E poi al di la del titolo, per fare una buona compilation a tema, anche i testi dovrebbero fare la loro parte. E invece spesso le parole ingannano e ho trovato: mariti sbagliati “Husband Vampire” di Shelley Stuart, fughe dell’ultimo minuto “Where were you on our wedding day?” di Billy Joel, tradimenti di mogli “Wives & Lovers” Dionne Warwick e di mariti “Her Husband” di Shirley Murdock.
I più disillusi dicono spesso che l’amore esiste solo nelle canzoni o nei film. A supporto della loro tesi si potrebbe anche dire che il matrimonio esiste solo nella realtà o nelle speranze ideali dei rappresentanti della Chiesa Cattolica e dei politici, ma non certo nella musica rock. Certo che probabilmente ci sono anche tante canzoni che parlano della fine dell’amore, ma probabilmente anche la parola “divorzio” sarà difficile da trovare tra i vari titoli di canzone (ma questa è solo una mia supposizione).
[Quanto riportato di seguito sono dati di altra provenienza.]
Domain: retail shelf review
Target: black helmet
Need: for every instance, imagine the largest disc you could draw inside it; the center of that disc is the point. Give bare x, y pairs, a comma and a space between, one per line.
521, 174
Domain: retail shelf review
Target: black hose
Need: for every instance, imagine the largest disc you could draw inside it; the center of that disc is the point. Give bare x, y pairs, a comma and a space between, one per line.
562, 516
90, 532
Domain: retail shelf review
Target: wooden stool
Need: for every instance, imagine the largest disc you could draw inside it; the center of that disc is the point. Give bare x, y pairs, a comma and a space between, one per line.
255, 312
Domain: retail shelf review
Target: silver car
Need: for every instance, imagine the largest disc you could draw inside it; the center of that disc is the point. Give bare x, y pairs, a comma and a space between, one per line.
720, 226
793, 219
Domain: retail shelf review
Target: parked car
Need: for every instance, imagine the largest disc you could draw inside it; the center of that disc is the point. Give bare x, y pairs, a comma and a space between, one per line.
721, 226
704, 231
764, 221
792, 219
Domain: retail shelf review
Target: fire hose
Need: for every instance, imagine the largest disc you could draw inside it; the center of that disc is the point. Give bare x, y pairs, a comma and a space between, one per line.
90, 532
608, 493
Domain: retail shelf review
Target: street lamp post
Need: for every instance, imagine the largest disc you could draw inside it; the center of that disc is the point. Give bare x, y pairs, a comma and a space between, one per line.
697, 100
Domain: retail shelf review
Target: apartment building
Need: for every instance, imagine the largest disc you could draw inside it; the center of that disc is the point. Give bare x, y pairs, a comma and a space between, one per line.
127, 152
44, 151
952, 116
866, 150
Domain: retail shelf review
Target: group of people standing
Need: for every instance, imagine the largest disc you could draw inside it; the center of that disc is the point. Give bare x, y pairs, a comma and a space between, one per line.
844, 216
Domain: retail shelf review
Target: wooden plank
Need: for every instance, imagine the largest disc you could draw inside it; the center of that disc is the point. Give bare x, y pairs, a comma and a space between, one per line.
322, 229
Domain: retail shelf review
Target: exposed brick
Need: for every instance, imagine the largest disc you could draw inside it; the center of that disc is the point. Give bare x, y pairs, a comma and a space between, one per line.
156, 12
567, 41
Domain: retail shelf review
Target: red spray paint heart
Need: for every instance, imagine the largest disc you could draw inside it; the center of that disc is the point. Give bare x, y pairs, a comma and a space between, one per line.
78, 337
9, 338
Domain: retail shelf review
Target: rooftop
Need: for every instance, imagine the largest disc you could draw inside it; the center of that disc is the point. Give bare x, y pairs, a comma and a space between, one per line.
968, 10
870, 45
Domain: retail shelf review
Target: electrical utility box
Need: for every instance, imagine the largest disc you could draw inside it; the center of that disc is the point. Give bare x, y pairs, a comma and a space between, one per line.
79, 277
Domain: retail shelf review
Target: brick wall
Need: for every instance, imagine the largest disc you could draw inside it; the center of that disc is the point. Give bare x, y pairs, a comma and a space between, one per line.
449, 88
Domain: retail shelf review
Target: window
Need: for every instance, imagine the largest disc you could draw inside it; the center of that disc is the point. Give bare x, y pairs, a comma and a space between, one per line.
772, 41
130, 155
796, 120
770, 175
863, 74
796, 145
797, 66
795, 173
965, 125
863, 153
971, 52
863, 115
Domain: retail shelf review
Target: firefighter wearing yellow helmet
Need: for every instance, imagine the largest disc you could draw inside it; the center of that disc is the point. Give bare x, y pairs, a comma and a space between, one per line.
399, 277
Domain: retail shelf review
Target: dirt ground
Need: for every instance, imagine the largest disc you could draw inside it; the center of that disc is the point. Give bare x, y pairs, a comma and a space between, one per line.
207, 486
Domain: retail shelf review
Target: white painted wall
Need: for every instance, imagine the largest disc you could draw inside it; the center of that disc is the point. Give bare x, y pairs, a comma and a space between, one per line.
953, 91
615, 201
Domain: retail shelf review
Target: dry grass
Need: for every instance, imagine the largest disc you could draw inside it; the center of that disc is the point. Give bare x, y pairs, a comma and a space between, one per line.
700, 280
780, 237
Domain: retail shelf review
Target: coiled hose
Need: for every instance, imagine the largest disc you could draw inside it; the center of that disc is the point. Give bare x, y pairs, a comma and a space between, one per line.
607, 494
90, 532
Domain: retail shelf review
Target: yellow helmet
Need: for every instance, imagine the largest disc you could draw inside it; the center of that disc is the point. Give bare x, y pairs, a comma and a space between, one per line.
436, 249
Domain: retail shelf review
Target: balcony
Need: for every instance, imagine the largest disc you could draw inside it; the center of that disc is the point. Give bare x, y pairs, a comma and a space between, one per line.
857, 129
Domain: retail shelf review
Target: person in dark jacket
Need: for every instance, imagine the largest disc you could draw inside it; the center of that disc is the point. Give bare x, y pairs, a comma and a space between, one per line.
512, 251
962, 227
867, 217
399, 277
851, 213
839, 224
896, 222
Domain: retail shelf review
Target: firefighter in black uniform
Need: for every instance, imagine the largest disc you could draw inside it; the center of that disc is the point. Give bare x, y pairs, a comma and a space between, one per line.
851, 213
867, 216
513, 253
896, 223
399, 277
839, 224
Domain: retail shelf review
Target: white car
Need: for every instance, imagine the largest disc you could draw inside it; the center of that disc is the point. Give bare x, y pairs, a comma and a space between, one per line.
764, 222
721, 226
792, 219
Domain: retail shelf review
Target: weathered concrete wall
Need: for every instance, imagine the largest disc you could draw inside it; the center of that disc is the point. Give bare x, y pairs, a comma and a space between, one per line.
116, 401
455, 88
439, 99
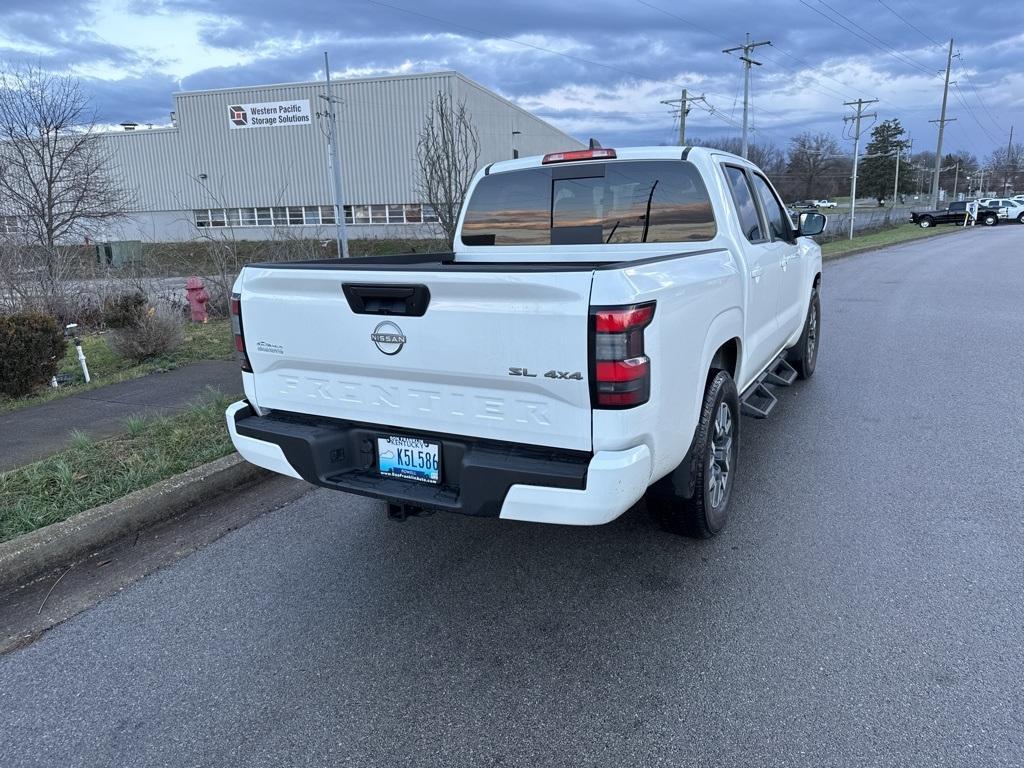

Comunque per ora la mia compilation è formata da :
“Be my Husband” di Nina Simone, nella fantastica versione di Antony & the jhonsons
“Be my wife” di David Bowie
“My Wife” di The Who
Ma aspetto vostre segnalazioni, per favore!
La strana coincidenza che mentre faccio questa ricerca sul lettore stà suonando il nuovo strepitoso cd di Jay Jay Johanson “The long term physical effects are not yet known” che si può tradurre più o meno come “gli effetti delle relazioni a lungo termine sono ancora sconosciuti”. E mi sembra una bella spiegazione.